The Pensions Act 2011 received Royal Assent last November, which means that from 1st October this year, employers will have a legal obligation to automatically enrol ‘eligible jobholders’ onto a qualifying workplace pension scheme. Both employers and eligible jobholders will be required to contribute to that pension unless the jobholder exercises their right to opt out. The contributions are initially at 1% of jobholder earnings each, but will increase gradually so by 2017 contributions will be a minimum of 3% from the employer and 5% from the worker.

The obligations will begin to apply between 1st October 2012 and October 2016. When each employer will have to apply the legislation will depend upon the number of people it has on its PAYE scheme.

The Government has recently confirmed that there will be a delay in the implementation of staging dates for small businesses (those with less than 50 persons in their PAYE scheme) in order to give them more time to prepare for the changes and allow them to avoid making pension contributions for a further year. Those small businesses will now be obliged to begin automatically enrolling their staff in May 2015, instead of April 2014, as previously stated.

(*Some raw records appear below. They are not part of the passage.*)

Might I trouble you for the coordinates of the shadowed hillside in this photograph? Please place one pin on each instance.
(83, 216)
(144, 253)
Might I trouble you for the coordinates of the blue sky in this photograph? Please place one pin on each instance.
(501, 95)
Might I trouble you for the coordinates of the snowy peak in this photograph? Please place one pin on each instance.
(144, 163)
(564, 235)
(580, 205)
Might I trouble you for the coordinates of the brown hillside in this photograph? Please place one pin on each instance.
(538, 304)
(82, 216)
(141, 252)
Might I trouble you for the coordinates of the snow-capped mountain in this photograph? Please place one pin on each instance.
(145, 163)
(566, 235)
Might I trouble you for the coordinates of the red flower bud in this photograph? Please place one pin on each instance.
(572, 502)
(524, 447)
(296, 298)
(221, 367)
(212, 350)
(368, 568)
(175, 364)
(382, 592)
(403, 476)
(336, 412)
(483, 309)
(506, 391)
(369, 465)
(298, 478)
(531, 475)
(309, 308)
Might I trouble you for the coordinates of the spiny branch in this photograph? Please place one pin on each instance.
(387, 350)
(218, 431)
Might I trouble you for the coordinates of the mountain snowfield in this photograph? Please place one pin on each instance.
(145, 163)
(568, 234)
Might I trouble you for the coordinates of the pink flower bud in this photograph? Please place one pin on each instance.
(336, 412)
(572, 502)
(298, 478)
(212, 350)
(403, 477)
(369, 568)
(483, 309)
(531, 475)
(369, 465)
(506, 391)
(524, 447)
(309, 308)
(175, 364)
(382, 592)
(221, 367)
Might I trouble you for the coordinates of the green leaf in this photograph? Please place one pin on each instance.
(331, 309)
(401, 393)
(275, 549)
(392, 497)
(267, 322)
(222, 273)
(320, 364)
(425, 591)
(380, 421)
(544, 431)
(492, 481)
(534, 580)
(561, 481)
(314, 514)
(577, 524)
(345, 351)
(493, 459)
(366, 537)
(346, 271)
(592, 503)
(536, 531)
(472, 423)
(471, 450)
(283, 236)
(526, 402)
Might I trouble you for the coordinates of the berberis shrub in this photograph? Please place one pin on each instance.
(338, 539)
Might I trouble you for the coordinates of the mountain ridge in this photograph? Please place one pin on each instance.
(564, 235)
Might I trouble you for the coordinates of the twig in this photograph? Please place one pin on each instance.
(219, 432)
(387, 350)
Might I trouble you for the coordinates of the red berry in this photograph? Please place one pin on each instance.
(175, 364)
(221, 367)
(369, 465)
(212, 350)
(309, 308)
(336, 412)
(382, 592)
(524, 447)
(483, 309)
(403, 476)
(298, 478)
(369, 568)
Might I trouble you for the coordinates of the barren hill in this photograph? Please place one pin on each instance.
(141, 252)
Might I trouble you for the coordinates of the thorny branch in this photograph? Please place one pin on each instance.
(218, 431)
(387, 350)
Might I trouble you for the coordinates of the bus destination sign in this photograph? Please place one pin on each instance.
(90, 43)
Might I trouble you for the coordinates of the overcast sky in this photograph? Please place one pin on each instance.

Workers must be automatically enrolled if:

 •    They are not already in a workplace pension scheme

 •    They are least 22 years old

 •    They have not yet reached the State Pension age

 •    They earn more than the minimum earnings threshold (£7,475 a year)

•    They work in the UK

This will include employees of umbrella companies and PAYE agency workers. Therefore employers, employment businesses and umbrella companies will be responsible for automatically enrolling their PAYE temps or employees onto a qualifying pension scheme.

The automatic enrolment requirements will impact on employers in a number of ways, the most notable being the increased costs and administration of supplying PAYE Temps or Umbrella Company workers, raising the question: will these new obligations force agencies to pass the increased costs on to the hirer, or will they be absorbed by the agencies themselves?

A survey published by the Chartered Institute of Personnel and Development (CIPD), “Labour Market Outlook: Focus on 2012 Pension Changes”, revealed that less than one third (32%) of employers know the date on which the new auto-enrolment obligations apply to them. 47% per cent of respondents said their organisation had either not identified their staging date (28%) or were unsure (19%). 31% of respondents from large organisations (250 employees or more), whose staging dates are the most imminent, were unsure if their date had been identified or not.  Charles Cotton, Rewards Adviser at the CIPD stated taking a “proactive, rather than reactive, approach” to preparing for auto-enrolment, will allow employers to better deal with any potential cost impacts of the new duties.